Depression Under the Second-Wave of COVID-19

The coronavirus, or COVID-19 pandemic, has affected the lives of people across the globe. In addition to a consistently rising worldwide death toll, COVID-19 has already infected over 24 million individuals, disrupted the daily lives of billions, and brought entire countries to a standstill, as months-long quarantines contribute to rising levels of depression. And while local drops in infection rates had previously allowed for an ease in restrictions and stirred hope that this crisis can become manageable, a wave of more recent outbreaks necessitated the reinstatement of tighter restrictions, causing many individuals to experience symptoms of MDD under quarantine. Despite these mounting difficulties, though, there is hope, and steps to be taken to help with second-wave depression. Read on to find out more.

A second wave of COVID-19 infection has been affecting those battling depressive symptoms, with a significant rise in depressive symptoms recorded among both those with preexisting mental health conditions and the general population. Interestingly, the spike in depressive symptoms was recorded during the second wave of coronavirus infections, and not the initial weeks of the first wave. This underscores the fatigue experienced by the general public, whose emotional (and economic) reserves, as well as its sense of stability, have all gradually eroded during this period.

The chances of developing a number of adverse mental health issues, beyond depression, have also been shown to increase following extended periods of isolation and the instability that has come with it. These include symptoms of post-traumatic stress disorder (PTSD), and anxiety-based disorders, which have a high comorbidity rate with depression. The frustration that arises from having one’s daily life repeatedly destabilized can cause bouts of anger and helplessness, while further isolating individuals from loved ones and support networks. Such hits to one’s mental equilibrium can eventually manifest as major depressive disorder, or MDD.

A new concern over desperation is also being seriously assessed in light of the coronavirus pandemic. Experts are now warning that the continued isolation, in addition to feelings of uncertainty, unemployment, and the concrete health threat presented by COVID-19, are likely to lead to 75,000 suicide deaths within the US alone.

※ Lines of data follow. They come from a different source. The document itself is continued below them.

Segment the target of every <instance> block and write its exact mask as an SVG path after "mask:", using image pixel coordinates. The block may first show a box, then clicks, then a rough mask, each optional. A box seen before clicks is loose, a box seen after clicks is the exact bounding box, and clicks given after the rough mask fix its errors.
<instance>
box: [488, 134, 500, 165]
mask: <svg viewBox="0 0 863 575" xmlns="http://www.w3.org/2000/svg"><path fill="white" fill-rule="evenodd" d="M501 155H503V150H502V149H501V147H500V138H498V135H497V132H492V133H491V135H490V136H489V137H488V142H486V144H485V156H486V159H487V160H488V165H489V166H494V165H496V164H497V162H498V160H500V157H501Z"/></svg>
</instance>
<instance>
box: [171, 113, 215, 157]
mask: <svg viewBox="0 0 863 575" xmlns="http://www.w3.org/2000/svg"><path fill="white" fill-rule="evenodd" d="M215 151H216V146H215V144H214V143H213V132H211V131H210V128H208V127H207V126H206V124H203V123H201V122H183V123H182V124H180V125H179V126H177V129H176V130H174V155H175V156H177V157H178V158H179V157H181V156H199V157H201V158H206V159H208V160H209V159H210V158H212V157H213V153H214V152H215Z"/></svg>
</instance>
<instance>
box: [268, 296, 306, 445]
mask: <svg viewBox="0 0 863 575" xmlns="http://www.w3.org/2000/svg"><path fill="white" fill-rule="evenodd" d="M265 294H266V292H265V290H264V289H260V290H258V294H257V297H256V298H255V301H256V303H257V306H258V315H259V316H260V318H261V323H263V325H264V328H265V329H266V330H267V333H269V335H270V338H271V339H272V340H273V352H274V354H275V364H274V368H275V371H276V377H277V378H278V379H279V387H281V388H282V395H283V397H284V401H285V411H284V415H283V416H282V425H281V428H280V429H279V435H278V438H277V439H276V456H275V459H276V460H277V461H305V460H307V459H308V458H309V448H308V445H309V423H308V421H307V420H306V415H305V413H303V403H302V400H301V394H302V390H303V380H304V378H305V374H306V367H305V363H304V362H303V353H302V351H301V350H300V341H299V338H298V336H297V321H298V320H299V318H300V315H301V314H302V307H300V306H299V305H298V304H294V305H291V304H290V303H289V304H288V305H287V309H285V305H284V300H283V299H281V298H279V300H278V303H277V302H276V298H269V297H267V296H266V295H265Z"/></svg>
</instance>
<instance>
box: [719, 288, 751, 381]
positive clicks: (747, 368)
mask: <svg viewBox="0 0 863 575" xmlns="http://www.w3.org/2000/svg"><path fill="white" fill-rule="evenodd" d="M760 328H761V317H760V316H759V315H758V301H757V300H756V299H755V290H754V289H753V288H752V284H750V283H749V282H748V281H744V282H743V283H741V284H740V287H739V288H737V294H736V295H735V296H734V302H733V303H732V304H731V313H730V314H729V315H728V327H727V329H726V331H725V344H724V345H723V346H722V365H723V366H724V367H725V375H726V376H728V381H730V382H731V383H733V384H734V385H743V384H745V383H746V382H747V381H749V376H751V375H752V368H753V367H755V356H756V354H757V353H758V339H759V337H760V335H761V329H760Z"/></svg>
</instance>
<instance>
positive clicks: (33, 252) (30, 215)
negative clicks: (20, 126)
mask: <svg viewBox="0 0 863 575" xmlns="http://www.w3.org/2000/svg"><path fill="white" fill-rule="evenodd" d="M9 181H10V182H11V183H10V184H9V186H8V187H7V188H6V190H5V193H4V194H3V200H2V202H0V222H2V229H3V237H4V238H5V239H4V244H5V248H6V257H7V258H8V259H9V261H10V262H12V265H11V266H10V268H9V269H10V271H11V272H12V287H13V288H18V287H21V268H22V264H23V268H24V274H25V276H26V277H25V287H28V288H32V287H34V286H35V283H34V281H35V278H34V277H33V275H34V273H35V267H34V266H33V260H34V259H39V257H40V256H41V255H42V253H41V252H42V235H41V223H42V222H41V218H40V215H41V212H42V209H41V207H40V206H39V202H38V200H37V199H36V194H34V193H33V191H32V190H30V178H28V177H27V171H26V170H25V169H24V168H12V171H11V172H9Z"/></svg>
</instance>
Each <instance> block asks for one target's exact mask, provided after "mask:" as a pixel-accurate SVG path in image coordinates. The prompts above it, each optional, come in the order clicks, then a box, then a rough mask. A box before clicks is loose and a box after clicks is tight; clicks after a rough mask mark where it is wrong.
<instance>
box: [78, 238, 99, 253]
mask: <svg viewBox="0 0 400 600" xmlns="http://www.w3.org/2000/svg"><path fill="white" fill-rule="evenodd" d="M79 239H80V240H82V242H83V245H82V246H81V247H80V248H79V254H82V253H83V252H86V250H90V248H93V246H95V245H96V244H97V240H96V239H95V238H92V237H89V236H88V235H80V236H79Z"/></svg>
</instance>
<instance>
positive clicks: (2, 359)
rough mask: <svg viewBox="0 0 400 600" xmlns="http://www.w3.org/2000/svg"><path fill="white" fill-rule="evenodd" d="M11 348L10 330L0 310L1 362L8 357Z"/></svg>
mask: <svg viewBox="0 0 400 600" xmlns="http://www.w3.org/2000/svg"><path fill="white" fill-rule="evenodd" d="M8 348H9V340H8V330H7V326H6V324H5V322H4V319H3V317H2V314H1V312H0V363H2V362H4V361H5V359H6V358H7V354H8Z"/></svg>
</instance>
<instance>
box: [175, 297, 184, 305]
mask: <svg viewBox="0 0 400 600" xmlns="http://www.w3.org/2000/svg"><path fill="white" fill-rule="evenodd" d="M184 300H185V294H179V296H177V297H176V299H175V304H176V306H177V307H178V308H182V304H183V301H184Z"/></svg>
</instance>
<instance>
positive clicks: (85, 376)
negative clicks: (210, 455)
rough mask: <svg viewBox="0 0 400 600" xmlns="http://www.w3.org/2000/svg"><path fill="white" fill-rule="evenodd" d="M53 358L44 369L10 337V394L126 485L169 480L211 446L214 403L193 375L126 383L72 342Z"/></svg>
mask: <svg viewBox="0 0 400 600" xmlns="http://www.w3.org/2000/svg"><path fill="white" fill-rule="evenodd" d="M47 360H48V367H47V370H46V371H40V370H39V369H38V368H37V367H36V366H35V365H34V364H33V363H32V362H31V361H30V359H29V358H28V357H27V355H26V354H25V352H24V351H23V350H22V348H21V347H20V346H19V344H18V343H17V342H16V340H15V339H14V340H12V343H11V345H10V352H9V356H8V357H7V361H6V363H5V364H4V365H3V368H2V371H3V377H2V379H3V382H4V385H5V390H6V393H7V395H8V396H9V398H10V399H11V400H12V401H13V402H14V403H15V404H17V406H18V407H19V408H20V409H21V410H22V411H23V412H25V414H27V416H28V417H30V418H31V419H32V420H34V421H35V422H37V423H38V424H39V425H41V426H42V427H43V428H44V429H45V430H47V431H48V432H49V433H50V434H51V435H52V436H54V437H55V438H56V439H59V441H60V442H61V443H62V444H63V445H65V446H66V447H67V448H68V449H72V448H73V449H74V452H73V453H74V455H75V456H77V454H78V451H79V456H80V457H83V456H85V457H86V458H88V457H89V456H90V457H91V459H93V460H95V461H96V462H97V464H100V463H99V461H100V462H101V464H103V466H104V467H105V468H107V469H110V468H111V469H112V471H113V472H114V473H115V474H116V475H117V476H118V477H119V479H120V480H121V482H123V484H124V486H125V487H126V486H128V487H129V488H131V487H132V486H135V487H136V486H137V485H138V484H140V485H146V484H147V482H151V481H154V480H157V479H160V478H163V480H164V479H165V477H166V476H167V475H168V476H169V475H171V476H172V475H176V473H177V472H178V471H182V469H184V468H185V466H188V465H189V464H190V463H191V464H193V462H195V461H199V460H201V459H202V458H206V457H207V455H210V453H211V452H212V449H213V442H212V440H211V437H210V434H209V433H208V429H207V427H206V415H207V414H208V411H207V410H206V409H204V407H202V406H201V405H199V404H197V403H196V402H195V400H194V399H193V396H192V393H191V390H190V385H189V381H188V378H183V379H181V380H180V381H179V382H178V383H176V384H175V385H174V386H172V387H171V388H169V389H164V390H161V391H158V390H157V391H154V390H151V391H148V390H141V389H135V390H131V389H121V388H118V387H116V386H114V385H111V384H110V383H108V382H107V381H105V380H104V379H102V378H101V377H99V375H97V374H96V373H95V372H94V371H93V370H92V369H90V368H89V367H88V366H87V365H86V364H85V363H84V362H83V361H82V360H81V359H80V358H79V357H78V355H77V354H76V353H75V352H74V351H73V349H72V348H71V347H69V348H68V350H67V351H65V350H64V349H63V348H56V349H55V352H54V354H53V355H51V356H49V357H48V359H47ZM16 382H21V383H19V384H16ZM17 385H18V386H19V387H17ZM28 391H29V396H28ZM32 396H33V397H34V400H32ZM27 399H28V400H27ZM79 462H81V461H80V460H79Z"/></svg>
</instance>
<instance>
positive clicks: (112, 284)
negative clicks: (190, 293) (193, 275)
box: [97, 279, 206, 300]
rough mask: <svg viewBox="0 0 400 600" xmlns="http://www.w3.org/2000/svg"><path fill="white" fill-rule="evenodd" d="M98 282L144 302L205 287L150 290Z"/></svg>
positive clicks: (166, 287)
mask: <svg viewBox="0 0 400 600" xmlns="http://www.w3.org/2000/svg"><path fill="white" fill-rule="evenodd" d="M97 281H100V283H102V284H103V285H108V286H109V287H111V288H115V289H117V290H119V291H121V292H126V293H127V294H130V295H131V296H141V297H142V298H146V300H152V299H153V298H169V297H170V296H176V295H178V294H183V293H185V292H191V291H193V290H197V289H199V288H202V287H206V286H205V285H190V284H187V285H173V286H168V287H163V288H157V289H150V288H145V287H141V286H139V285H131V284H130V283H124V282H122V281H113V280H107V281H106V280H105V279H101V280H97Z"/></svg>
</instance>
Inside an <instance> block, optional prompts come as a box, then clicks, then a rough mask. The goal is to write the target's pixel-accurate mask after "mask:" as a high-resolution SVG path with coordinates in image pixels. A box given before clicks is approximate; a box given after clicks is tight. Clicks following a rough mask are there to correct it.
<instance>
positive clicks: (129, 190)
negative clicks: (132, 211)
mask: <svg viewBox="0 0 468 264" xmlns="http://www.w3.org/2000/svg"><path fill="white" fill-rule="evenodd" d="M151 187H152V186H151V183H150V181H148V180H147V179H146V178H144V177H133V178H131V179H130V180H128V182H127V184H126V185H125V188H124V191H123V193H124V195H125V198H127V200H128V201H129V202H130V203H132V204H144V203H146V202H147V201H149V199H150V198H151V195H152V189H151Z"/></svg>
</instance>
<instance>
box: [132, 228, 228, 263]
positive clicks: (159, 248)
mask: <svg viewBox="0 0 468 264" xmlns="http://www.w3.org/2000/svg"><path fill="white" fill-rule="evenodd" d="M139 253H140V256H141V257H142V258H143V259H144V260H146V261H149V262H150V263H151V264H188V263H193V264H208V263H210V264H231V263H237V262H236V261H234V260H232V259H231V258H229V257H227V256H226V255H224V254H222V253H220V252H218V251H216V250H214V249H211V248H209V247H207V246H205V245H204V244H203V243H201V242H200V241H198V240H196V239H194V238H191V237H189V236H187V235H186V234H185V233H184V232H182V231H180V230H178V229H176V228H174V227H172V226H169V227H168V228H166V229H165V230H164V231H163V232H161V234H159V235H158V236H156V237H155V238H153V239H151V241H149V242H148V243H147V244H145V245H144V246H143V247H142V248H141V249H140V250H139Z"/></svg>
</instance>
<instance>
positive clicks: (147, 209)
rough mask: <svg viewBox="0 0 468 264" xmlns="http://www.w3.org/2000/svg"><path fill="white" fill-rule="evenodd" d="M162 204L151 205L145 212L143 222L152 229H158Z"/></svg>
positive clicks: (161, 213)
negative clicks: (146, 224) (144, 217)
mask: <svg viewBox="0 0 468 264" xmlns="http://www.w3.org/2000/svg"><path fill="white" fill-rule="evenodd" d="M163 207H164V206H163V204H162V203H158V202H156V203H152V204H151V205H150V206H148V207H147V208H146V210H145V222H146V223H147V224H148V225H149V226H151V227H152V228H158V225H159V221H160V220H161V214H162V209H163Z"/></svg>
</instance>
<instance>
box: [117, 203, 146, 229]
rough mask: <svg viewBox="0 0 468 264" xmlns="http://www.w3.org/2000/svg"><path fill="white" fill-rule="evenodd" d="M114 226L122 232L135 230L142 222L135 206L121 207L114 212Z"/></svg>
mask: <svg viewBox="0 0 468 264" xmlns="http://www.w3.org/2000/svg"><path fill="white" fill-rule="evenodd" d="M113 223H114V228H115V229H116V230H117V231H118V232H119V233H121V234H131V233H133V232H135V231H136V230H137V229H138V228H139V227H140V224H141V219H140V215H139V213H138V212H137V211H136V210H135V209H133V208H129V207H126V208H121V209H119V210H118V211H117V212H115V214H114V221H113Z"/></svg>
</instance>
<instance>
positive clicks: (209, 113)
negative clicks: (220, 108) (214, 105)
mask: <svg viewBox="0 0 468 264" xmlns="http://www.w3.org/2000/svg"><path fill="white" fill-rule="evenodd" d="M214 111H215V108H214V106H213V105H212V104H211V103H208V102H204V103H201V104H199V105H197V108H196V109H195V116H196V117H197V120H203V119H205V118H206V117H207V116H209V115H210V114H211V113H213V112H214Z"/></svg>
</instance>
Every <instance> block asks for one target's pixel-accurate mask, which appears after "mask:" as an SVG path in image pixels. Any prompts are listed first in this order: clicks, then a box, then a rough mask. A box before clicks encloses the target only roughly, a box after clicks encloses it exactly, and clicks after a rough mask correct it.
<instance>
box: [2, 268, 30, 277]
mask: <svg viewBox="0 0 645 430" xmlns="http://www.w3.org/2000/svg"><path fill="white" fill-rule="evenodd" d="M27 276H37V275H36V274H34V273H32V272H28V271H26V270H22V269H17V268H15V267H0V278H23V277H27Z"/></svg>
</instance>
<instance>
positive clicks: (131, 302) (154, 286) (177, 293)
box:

Depressive symptoms such as hopelessness and a lack of energy could also contribute to these statistics.

Woman wearing a medical mask looking out the window

An additional concern brought on by the more recent influx in COVID-19 cases is the prolonged closure of both public and private mental health treatment providers. The months-long shutdown of government facilities has caused a delay in primary care, resulting in a drastic increase in mental health treatment waiting periods. As a result, individuals facing depression or other disorders are not getting the evaluations, counseling, monitoring and overall care they need when they most need them. Delays in mail delivery due to budget cuts may also be impacting delivery of mental health medications.

And while sadness, sorrow, and sense of loss are all relevant symptoms of depression, it is the loneliness that most directly links this disorder to situations of prolonged self-isolation. Not only is living under quarantine very likely to induce feelings of loneliness, but it is the sense of being alone in the world—be it with your thoughts, fears or sense of dread from the future—that can be the catalyst to developing an MDD diagnosis. Loneliness has also been shown to weaken your immune system (making you, among other things, more susceptible to the coronavirus), worsen symptoms of dementia, and make it harder to manage stress, making an individual’s time in quarantine even more difficult.

All this is not to say there is nothing to be done. To properly treat individuals battling depression during the second wave of coronavirus, mental health providers have been encouraged to offer more in-house treatments that maintain safety precautions such as wearing masks, disinfecting facilities and equipment, and keeping recommended distance. Switching to online therapy sessions and evaluation methods is also strongly advised, as is considering relying on the online support networks that remain open and available during periods of quarantine.